入学したばかりの僕は、階段を登ってくる小柄な女子にすれ違いざまに声をかけられた。
「君、いいからだしてるね!きっとテニスが向いてるよ?」
後で知ったんだが、彼女は新入部員勧誘のノルマができなくて焦っていたらしい。だから、すこし適当なお世辞も含めて僕のことを誘ったのだろう。
彼女は、当時2年生の金子芽衣先輩だった。ちっちゃくて、かわいくて、そう、女子高校生らしい可愛らしさを体現したような少女だった。
なにか部活をしてみたいとは思っていたので、体験入部からすぐに入部の流れとなった。責任を感じたのか、金子先輩は、僕の指導には熱心だった。
「原田くん、そういえば、下の名前なんだっけ?」
「壮馬です。」
「それじゃ、壮馬くん」
(なんで呼び直すんんだろう?)
「壮馬くんはね、テニスのセンスあるよ?中学からやってた私が言うんだから間違いないよ」
言われたとおり、予言というのだろうか?僕は力をつけて練習試合でも勝ちをかさねていった。毎日がテニスで彩られ、テニスが楽しくてしかたなかった。
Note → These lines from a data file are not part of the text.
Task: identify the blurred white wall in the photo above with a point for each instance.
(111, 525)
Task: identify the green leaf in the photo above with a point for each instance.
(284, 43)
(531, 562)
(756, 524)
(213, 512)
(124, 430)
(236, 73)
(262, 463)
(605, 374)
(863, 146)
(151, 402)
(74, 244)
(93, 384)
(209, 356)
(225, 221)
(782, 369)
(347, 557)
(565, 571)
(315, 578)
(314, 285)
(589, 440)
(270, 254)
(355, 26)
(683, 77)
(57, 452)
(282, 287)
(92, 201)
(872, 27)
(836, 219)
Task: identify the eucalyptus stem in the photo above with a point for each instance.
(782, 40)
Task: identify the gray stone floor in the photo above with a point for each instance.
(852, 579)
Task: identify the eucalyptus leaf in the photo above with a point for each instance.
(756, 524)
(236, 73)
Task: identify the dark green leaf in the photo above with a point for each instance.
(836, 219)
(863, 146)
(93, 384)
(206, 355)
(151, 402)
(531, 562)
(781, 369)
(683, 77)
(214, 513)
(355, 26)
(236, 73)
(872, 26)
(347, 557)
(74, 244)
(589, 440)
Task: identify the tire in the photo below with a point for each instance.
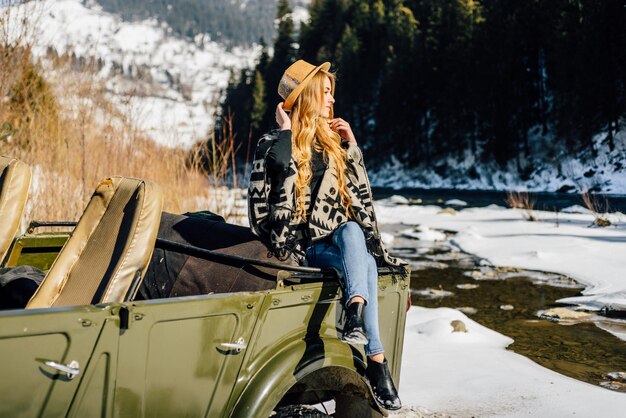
(298, 411)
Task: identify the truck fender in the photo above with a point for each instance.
(285, 368)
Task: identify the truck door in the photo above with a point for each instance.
(181, 357)
(37, 350)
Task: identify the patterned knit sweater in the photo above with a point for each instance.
(288, 236)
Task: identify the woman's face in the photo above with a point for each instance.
(327, 98)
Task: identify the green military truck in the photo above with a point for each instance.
(268, 351)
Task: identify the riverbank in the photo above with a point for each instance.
(471, 373)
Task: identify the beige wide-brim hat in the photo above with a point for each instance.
(295, 79)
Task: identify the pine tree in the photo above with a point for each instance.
(258, 104)
(284, 55)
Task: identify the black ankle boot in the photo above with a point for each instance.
(353, 330)
(384, 390)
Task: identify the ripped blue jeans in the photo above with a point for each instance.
(348, 253)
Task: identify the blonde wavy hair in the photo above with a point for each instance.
(310, 130)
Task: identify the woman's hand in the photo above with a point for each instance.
(343, 129)
(282, 118)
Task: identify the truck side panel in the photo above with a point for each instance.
(171, 358)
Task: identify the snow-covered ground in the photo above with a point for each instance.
(169, 86)
(465, 374)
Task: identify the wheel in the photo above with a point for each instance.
(298, 411)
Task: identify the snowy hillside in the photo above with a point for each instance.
(604, 171)
(169, 85)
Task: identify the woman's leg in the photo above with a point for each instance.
(349, 255)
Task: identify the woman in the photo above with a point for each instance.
(310, 201)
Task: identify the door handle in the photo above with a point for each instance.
(238, 345)
(72, 369)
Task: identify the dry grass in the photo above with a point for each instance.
(598, 207)
(524, 201)
(64, 127)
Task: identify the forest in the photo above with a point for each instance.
(427, 80)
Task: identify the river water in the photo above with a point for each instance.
(518, 304)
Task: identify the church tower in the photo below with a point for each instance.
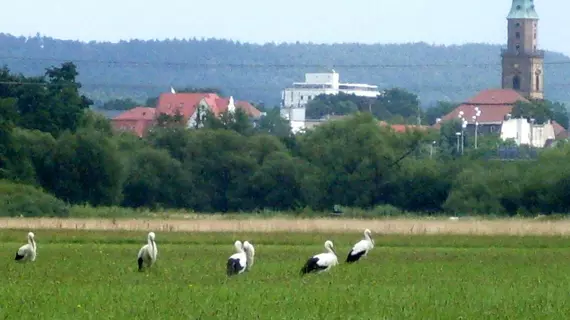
(522, 62)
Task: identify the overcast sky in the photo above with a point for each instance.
(321, 21)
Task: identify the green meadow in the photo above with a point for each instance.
(93, 275)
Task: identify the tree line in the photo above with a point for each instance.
(49, 138)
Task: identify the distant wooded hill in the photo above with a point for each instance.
(140, 69)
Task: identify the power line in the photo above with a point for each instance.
(225, 87)
(268, 65)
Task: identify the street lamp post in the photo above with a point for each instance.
(475, 118)
(532, 120)
(457, 144)
(463, 126)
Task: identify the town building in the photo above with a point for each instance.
(295, 98)
(490, 111)
(190, 106)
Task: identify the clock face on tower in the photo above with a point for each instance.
(522, 62)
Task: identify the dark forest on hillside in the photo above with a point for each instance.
(138, 69)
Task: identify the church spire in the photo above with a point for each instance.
(523, 9)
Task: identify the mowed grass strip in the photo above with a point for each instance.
(92, 275)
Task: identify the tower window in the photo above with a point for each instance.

「練習は裏切らないよ、たくさん練習して、がんばってね!」
金子先輩の言葉に、僕は励まされた。そして、思った。
「金子先輩の期待に応えたい。金子先輩のために頑張りたい」
自宅の近所で、日課となっていたラケットの素振りをしていたとき、ひじに違和感を覚えた。その次に、激痛がはしった。ラケットを拾おうとしが、できない。
部活の仲間には内緒で、整形外科に診察に行った。医師の言葉に衝撃を受けた。